The Federal Reserve's decision to leave interest rates unchanged had little effect on trading. The market had expected the Fed to leave rates alone given the sluggish economic recovery.
WorldCom did not trade Wednesday. But telecommunications stocks were weak with AT&T declining 33 cents to $9.62.
The financial sector fell on investors' concerns that banks would lose money on WorldCom loans, estimated at $2.6 billion. Citigroup sank $2.12 to $37, while Bank of America fell $2.58 to $67.45.
Stocks have fallen for nearly six weeks amid fading hopes for a robust economic recovery and a solid improvement in corporate earnings. With news of more corporate accounting problems, doubts resurfaced about the reliability of the earnings reports themselves.

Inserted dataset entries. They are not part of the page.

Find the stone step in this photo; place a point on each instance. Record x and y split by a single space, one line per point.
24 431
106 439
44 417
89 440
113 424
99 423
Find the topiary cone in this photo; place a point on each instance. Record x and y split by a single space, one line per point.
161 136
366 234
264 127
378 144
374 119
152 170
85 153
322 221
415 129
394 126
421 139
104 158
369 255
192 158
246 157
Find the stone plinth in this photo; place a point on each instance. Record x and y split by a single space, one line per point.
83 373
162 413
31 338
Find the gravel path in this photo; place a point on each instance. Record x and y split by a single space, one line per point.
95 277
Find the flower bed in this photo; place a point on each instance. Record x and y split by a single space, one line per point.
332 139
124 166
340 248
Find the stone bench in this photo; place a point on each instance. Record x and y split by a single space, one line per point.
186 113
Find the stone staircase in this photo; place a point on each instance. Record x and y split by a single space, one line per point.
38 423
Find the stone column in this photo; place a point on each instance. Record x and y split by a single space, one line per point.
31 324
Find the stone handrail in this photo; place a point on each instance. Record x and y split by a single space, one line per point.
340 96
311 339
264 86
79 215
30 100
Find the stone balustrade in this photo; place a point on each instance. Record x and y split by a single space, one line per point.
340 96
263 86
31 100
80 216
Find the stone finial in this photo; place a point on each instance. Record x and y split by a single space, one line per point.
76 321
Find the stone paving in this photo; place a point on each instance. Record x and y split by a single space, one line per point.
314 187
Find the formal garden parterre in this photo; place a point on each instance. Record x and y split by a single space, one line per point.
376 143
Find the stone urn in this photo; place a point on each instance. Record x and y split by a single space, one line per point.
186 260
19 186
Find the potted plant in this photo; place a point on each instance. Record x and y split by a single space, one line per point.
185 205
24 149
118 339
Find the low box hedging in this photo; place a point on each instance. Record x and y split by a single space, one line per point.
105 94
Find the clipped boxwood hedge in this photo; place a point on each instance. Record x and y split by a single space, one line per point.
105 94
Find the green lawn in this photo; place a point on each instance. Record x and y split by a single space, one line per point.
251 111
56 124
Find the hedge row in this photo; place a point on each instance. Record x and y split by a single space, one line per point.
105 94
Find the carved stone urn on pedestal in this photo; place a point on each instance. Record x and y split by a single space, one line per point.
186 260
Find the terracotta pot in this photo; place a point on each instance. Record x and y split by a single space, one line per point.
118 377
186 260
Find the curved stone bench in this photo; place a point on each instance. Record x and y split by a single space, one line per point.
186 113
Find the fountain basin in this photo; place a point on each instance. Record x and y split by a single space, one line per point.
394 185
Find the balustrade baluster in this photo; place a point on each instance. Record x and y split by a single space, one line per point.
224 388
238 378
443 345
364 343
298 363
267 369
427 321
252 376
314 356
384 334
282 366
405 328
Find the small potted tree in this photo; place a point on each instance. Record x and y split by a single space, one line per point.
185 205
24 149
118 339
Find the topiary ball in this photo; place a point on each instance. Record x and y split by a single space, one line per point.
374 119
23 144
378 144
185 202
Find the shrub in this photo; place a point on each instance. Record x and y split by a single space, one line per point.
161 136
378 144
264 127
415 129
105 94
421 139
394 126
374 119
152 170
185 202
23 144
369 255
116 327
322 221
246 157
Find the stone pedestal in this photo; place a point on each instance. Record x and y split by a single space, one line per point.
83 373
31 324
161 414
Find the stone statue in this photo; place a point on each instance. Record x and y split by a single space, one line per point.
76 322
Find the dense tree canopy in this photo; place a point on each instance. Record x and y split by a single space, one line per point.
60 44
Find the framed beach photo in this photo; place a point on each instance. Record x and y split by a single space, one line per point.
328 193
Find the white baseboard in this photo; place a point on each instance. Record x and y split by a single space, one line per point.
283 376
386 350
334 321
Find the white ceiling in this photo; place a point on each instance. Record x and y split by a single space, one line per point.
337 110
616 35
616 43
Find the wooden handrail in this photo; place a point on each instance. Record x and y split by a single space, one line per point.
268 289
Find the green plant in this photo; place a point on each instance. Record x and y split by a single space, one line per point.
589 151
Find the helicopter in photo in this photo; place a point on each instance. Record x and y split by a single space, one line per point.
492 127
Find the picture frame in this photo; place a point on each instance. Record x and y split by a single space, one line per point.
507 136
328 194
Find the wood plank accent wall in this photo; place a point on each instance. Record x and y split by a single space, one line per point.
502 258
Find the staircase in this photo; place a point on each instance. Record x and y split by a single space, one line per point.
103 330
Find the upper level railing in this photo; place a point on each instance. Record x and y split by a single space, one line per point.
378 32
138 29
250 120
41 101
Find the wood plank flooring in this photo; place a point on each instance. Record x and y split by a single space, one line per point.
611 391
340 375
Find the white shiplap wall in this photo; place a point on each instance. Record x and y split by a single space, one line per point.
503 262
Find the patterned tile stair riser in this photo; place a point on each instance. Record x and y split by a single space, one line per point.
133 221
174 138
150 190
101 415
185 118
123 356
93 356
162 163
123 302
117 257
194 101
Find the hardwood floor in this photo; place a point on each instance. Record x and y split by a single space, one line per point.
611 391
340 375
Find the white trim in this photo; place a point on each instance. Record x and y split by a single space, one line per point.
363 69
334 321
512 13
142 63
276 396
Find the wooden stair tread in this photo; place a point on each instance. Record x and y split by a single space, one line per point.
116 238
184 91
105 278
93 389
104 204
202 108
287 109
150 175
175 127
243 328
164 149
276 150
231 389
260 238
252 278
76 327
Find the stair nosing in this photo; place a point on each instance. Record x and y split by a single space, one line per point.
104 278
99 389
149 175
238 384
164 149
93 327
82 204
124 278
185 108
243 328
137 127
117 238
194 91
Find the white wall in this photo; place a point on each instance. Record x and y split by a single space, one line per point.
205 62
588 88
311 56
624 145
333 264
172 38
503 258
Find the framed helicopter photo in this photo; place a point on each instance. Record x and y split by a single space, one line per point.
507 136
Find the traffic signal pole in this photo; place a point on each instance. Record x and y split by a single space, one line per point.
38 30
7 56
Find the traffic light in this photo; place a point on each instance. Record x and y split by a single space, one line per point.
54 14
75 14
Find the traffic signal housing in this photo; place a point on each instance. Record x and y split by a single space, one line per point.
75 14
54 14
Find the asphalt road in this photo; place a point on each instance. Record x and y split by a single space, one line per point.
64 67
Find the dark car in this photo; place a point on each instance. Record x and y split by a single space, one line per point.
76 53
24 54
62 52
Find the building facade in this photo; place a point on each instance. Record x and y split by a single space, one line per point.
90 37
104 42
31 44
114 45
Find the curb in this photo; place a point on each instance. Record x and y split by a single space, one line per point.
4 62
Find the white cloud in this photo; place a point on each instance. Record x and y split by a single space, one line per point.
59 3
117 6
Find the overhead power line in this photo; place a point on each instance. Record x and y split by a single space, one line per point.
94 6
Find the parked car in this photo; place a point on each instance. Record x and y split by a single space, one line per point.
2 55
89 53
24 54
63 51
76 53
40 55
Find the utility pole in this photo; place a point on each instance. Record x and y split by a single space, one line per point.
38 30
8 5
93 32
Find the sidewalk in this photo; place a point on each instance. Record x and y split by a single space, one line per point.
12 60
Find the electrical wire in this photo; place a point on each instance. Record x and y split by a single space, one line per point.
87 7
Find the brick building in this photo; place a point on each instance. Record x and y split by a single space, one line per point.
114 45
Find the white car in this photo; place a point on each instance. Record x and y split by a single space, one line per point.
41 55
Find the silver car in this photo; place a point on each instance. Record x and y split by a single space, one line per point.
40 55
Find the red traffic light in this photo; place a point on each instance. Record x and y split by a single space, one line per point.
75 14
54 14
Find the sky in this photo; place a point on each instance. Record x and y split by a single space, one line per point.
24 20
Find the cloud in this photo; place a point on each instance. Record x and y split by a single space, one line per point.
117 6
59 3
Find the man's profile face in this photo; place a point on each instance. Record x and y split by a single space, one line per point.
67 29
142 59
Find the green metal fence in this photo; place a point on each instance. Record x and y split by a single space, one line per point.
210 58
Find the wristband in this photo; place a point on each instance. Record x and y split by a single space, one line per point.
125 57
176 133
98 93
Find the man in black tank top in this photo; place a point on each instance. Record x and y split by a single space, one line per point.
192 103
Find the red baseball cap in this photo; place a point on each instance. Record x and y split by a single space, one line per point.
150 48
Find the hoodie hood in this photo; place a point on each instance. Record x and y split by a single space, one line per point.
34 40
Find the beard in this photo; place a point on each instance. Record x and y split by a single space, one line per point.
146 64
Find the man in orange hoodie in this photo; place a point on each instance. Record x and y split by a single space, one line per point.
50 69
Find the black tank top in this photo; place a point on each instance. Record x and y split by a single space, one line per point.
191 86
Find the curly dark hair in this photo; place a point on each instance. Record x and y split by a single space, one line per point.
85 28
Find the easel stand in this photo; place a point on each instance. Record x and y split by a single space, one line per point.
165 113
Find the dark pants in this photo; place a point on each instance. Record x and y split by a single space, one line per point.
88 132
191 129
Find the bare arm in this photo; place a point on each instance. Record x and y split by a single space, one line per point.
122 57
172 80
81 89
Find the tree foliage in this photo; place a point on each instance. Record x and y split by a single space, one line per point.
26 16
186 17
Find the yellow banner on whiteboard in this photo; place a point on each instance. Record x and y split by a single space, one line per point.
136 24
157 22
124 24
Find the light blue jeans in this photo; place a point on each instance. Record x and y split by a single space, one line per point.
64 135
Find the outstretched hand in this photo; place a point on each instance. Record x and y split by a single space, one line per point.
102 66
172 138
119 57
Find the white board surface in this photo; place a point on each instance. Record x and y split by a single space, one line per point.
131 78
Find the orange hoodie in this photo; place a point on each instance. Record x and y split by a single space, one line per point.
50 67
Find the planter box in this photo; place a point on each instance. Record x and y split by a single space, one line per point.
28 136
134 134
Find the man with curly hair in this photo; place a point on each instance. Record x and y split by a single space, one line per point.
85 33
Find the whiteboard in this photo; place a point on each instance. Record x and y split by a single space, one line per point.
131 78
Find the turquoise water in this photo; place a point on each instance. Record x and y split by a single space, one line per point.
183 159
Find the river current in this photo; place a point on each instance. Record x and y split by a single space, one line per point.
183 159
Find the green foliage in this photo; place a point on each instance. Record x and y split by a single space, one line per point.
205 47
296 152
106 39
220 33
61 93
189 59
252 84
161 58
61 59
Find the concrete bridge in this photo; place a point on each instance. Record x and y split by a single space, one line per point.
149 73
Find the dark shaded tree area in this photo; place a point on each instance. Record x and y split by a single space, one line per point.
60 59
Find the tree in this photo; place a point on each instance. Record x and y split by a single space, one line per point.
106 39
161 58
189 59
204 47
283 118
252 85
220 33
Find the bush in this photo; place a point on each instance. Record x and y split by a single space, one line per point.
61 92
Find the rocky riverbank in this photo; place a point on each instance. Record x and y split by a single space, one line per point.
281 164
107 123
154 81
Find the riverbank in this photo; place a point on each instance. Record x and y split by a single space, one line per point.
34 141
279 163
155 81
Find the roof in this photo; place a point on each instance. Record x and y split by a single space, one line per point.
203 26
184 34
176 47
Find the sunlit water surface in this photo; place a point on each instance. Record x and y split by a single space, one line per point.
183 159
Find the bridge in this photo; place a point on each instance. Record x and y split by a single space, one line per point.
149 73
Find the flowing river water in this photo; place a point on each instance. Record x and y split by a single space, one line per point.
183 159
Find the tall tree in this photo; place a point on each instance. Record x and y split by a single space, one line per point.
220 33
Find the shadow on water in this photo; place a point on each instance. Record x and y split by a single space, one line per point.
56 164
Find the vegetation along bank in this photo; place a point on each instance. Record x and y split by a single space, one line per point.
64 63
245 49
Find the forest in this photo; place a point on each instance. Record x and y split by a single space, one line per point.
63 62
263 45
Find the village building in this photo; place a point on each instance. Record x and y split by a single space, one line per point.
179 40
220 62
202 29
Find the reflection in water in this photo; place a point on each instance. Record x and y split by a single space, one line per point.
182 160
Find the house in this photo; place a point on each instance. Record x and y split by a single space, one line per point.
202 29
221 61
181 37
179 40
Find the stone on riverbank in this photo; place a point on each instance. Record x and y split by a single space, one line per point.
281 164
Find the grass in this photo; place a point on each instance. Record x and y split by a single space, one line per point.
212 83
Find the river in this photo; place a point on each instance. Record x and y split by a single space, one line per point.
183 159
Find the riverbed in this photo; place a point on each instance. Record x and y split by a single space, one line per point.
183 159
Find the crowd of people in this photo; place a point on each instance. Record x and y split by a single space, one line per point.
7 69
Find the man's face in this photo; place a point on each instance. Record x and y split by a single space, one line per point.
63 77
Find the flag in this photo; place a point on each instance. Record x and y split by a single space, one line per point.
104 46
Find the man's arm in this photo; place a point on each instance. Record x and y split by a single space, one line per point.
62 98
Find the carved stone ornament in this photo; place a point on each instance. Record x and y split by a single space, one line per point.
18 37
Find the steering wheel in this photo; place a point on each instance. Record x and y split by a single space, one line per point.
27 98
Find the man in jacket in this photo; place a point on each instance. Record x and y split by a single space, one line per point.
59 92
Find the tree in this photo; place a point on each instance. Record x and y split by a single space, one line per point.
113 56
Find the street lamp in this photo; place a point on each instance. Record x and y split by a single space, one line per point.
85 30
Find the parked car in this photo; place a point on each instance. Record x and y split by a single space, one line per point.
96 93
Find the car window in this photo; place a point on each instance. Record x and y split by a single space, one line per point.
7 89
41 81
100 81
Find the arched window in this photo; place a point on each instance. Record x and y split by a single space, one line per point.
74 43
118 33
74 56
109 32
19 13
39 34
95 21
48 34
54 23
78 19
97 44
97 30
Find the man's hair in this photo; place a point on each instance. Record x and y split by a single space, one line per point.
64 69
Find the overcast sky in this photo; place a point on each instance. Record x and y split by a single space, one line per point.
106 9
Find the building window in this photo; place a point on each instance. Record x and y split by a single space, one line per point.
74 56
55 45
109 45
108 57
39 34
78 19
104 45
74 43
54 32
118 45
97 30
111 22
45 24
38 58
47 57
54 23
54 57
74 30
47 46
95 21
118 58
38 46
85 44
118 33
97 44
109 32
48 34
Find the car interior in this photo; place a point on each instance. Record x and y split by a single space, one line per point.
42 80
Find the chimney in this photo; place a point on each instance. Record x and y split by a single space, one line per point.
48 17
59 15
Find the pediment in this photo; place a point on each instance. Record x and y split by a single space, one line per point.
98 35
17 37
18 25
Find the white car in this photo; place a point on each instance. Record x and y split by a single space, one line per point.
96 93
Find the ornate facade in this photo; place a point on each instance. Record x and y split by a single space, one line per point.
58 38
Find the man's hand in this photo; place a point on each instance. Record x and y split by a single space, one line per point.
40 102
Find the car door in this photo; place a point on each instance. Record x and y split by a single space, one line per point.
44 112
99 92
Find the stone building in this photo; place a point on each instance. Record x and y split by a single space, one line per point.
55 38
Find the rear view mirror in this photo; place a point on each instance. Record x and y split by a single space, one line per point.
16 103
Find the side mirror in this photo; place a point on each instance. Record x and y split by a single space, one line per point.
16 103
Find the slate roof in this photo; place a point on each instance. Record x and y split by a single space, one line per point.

"If it happens once, it's isolated. The more it happens, the more it hurts confidence. It just has to stop. It has to be cleaned out and stopped," said Barry Berman, head trader for Robert W. Baird & Co. in Milwaukee.
Embroiled in their own accounting scandals, Tyco fell $2.29 to $11.26, but ImClone Systems inched up 7 cents to $9.02.
Martha Stewart Living Omnimedia tumbled nearly 23 percent, down $3.10 at $10.50, on a report in The Wall Street Journal that Martha Stewart might be facing a wider investigation of her sale of ImClone shares, including possible charges of obstruction of justice and making false statements.
Food wholesaler Supervalu slid 21 percent, down $5.91 at $22.15, after saying it will take an after-tax charge of up to $21 million to clean up its books following intentional inventory misstatements by a former employee over at least four years.
Wednesday's losses even reached companies considered the most reputable. 3M fell $2.15 to $120.46, IBM stumbled 99 cents to $67.61, and McDonald's declined 81 cents to $28.24.
Disappointing earnings news drove other stocks lower. Micron Technology fell $1.08 to $18.67 after reporting a fiscal third-quarter loss of 4 cents a share, missing analysts' forecasts for a 6-cent profit.
Declining issues outnumbered advancers 5 to 3 on the New York Stock Exchange. Volume was heavy at 1.99 billion shares, ahead of Tuesday's 1.50 billion.
The Russell 2000 index, the barometer of smaller company stocks, rose 0.52, or 0.1 percent, to 452.97.
Overseas, stocks fell sharply Wednesday with Japan's Nikkei stock average finishing down 4.0 percent. In Europe, France's CAC-40 lost 1.7 percent, Britain's FTSE 100 sank 2.2 percent, and Germany's DAX index fell 2.5 percent.